Eco groups sue Biden admin over drilling permits
The US administration is in the scope of several environmental groups, as it is being sued over drilling permits it handed out in several states, undermining and jeopardizing the local ecosystems.
Three environmental organizations sued the Biden administration on Wednesday over its granting of thousands of permits allowing firms to drill for fossil fuel in violation of federal law.
The plaintiffs in the suit filed in the Federal District Court for the District of Columbia alleged that the Bureau of Land Management violated the Endangered Species Act, as well as the National Environmental Policy Act and the Federal Land Policy and Management Act when it handed out 3,500 permits for oil drilling in Wyoming and New Mexico.
The environmental groups, namely the Center for Biological Diversity, WildEarth Guardians, and the Western Environmental Law Center, explained that the drilling sites posed a threat to the ecosystems in their vicinity while jeopardizing 150 at-risk species.
Upon completion, the plaintiffs pointed out, the wells would emit 490 million and 600 million metric tons of carbon dioxide over their lifetime.

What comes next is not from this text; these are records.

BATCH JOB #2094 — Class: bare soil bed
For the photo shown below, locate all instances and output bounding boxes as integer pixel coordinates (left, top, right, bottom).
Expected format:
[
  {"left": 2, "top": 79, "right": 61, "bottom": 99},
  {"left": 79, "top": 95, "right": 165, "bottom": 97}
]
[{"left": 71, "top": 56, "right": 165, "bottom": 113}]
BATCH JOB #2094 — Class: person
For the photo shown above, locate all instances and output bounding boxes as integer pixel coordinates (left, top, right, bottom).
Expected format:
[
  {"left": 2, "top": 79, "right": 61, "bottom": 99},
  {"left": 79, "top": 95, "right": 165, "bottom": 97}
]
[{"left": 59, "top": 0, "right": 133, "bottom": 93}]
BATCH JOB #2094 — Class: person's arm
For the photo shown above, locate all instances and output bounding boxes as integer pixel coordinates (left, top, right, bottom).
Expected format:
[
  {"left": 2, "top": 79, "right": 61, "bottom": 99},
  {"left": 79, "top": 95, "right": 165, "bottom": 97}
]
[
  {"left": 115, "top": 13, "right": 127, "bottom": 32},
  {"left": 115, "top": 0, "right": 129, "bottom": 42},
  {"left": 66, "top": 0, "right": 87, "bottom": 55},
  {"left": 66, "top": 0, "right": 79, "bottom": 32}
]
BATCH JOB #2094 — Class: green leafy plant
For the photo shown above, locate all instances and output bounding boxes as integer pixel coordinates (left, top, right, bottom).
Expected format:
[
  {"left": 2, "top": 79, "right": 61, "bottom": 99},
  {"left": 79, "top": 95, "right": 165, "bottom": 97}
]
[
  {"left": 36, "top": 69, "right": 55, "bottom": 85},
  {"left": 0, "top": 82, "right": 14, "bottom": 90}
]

A member of the Center for Biological Diversity, Taylor McKinnon, sent an exclusive email to The Hill, in which she explained that the figure was based on the Bureau of Land Management's state-specific estimated ultimate recovery and emissions estimates determined per well.
The lawsuit further underlined that the permits, as a consequence, violated the Endangered Species Act's obligation requiring federal agencies to steer away from upping the threats and dangers posed to threatened and endangered species.
US President Joe Biden, shortly after taking office, signed an executive order requiring federal agencies to follow best practices for reducing greenhouse gas emissions.
The violation of the Federal Land Policy and Management, on the other hand, comes with the fact that the Bureau for Land Management's requirement of acting against any unnecessary degradation of public funds.
Brett Hartl, government affairs director at the Center for Biological Diversity, underscored the effects of fossil fuels and carbon emissions on the extinction crisis ravaging ecosystem after ecosystem. "[The] Bureau of Land Management is making things worse by failing to protect these imperiled species."
"The agency's cursory approval of more than 3,500 drilling permits contradicts President Biden’s pledges to address the terrifying threat of climate change. Every new well takes polar bears and many other species one step closer to extinction," he added.
Corporations in the fossil fuel sector and the banks that provide them with financing have "humanity by the throat," UN Secretary-General Antonio Guterres said Thursday, heavily chastizing the extensively lucrative industry over its recent price hikes in light of the Ukraine war.
"We seem trapped in a world where fossil fuel producers and financiers have humanity by the throat. For decades, the fossil fuel industry has invested heavily in pseudoscience and public relations – with a false narrative to minimize their responsibility for climate change and undermine ambitious climate policies," he said in reference to the greenwashing campaigns launched by the biggest oil corporations in a bid to seem more eco friendly while contributing to economic collapse.
"They exploited precisely the same scandalous tactics as big tobacco decades before. Like tobacco interests, fossil fuel interests and their financial accomplices must not escape responsibility," the UN chief underlined before the Major Economies Forum.
The forum was organized by the White House, and it consisted of US President Joe Biden hosting the leaders of several bodies and countries from around the world with climate change in mind as the US leader prepares to head to Saudi Arabia to convince Riyadh and other Gulf states to pump out more oil into the energy market.
Following a May meeting, more than 70 non-governmental organizations and activist groups from around the world formed a "carbon bomb defusal" network to share expertise and resources in the fight to stop the projects and prevent the catastrophic climate breakdown they would cause.
195 carbon bombs, massive oil and gas projects that would each emit at least a billion tons of CO2 over their lifetimes, amounting to roughly 18 years of current global CO2 emissions, and about 60% of these have already started pumping, ignoring the risks they pose to the already fragile climate.